In classic tree structure, each node contains its own data. In most usecases, once a tree's shape is determined and a node is located, node data is accessed and updated frequently but tree shape changes less frequently.
In mordern functional programming world, a new tree is generated even when just a minor update. In NodeShapes, as data is flattened, access and update will be more efficient and less error prone. Through partitioned structure, storage, access and manipulation in data store would be more efficient as well.
Partitioned node and tag data
NodeShapes requires node or tag data to be assigned to a partition identified by a unique partition id. The reason is that in many cases, a subtree has semantic meaning and the data should be grouped together for batch loading and writing.
And also different data might need to be stored in different repositories. For example, a node that represents a long article, the article might be a flat file, while a node that represents some statistics, its data might be stored in a datawarehouse. With partition key design, user can patition data storage and access according to the nature of data and infrastructure.
How parition id is generated is entirely up to you. A simple example is that if you use NodeShapes for web site data structure, you can partition data by web page id so that an entire page's data can be retrieved in one round fetch for effective page renderring.
Explict tags wrapping node
When working on UI tree, it is often needed to wrap multiple tags on a node, for example, <a href='https://a.nice.site.com'><em>Nice</em></a>
. And each tag also has its own data, such as style and attributes.
NodeShapes explicitly support tags wrapping around node and provdes functions to manipulate tags and data.

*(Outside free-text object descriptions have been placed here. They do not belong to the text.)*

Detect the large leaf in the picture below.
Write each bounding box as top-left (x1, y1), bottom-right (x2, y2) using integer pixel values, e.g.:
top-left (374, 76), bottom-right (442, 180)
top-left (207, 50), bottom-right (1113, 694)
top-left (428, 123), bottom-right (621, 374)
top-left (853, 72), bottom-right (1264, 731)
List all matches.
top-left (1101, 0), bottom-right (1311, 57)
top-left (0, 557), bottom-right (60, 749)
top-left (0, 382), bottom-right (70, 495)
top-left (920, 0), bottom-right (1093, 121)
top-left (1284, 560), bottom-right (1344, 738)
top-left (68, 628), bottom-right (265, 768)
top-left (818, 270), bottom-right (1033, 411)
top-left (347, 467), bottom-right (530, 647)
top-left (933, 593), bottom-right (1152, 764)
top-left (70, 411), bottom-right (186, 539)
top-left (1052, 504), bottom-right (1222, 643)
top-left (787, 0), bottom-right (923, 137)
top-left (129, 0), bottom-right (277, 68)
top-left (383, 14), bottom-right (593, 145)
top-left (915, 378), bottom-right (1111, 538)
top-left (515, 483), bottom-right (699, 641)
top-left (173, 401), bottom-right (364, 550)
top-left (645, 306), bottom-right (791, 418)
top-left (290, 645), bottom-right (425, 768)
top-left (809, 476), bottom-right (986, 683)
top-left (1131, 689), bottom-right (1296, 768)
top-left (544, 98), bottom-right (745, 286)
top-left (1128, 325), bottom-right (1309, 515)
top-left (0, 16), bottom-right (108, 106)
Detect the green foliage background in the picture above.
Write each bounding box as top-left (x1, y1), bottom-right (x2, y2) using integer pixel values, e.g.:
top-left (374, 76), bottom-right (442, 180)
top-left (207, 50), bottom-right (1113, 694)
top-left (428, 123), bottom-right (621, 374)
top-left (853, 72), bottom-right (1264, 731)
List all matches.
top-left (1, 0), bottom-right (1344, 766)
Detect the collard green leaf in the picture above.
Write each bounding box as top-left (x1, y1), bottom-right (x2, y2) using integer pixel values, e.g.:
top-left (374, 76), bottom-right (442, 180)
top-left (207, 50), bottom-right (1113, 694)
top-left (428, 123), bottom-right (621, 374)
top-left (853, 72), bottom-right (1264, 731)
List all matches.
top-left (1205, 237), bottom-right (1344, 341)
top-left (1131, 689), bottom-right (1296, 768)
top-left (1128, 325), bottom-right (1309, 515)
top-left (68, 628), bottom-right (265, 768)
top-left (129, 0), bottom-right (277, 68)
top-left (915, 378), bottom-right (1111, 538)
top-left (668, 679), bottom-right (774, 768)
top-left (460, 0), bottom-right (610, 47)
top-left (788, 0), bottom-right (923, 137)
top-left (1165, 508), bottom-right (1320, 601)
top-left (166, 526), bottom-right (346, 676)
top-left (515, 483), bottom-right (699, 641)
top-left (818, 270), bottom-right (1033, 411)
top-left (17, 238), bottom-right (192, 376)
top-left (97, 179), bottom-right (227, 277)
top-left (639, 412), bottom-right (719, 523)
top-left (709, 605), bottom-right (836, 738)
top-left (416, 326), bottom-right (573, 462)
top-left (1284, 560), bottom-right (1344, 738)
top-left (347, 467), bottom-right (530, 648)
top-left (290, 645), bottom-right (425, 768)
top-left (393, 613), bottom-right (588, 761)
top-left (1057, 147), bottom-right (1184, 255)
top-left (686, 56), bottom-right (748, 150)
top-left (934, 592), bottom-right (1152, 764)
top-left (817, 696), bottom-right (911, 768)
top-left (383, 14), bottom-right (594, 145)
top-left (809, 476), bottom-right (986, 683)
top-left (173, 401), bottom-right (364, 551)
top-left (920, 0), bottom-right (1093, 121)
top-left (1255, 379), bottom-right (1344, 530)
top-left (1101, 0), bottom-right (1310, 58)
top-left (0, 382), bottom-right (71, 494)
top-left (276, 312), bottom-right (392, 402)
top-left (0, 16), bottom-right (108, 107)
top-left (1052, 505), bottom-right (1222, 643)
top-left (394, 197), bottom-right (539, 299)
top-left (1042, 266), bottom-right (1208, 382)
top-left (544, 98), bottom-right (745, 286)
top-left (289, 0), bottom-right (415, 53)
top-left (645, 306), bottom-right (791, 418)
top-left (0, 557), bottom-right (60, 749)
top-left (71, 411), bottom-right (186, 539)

It is ideal for UI data structure or any other use cases where flexible decoration on node is needed.
Once wrapping is decided, UI designer needs to tune tag styles constantly but not so often to change tag wrappings. NodeShapes requries each tag has an unique UUID as well and put its data inside the flattened data partition too. This makes it easy and efficient to update tag's styles and attributes.
Plain JavaScript object data structure and functional manipulation
NodeShapes uses plain JavaScript object and all manipulation functions built in are functional. So that it can be used with any TypeScript / JavaScript library, such as React Redux. And you can also use your own favorite data manipulation library to manipulate the data as well.
Internally Nodeshapes uses the excellent optics library optics-ts.